Specific foods + Supplements to Focus On

As I’ve said, there are many things that promote inflammation, but for most people, the number one thing you can do is focus on your diet, and I suggest you start by focusing on what food to include rather than what foods to exclude. If you have a chronic disease or are not quite sure what’s wrong, you may want to dig into this further with food sensitivity testing and/or an elimination diet (schedule a free call with me here).

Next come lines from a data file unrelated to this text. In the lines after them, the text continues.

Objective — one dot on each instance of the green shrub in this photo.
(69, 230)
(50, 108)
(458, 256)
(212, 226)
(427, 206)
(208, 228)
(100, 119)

To get started, I’ve put together a list of my favorite foods (and supplements) to extinguish your inflammatory fire:

  • Fruits and vegetables that are deeply colored all the way through. This is a sign of high-nutrient density, phytochemical and antioxidants. So yes, pears and apples are healthy, but reach for the deeply pigmented ones a little more often, such as cherries, berries, and other deeply colored fruits and veggies.
  • SMASH fish: This stands for Salmon, Mackerel, Anchovies, Sardines, and Herring. These fish are all high in omega-3’s, the fatty acids most of us are woefully low in, and low in mercury. Eat that fish!
  • Sea vegetables: Iodine is an important micronutrient that’s hard to get, and the best source is seaweed! Iodine helps thyroid function, and it’s what our white blood cells use to ward off pathogens. It also contains a whole host of other vitamins and minerals. You can start with a 1/4 tsp. of this quality brand in soups or salads and work your way up to 1 tsp, if you like the flavor.
  • Teas: Ginger, turmeric and green tea are all wonderful sources of antioxidants that quell inflammation. Try this easy turmeric tea recipe here.
  • Supplements: I like the following supplements for most people, but for vitamin D especially, you will want to ensure you get your levels tested 1-2x per year and work with a practitioner if you’re supplementing to make sure you stay in your target range.
    • Vitamin D + K2: You want to make sure you take a vitamin D supplement that includes vitamin K2mk7 or K2mk4 for best utilization. K2 also helps direct your body where to deposit calcium (your bones; not your arteries!). Eat plenty of greens and grass-fed butter and liver for K2 as well. I like this one here.
    • Fish oil: If you’re not a fan of the SMASH fish, you will get some omega-3’s from grass-fed and pastured meat, but it’d also be a good idea to supplement. I like and recommend this one and the one found here to my clients.
    • Digestive enzymes: Taking digestive enzymes with your foods will make it easier to digest cooked proteins, which will likely reduce your reactivity to foods if you experience food sensitivities (reducing your inflammation via leaky gut).

Every small change you make helps, so if inflammation is a concern, choose one of these things you don’t already do and incorporate it into your daily life. Your body will thank you!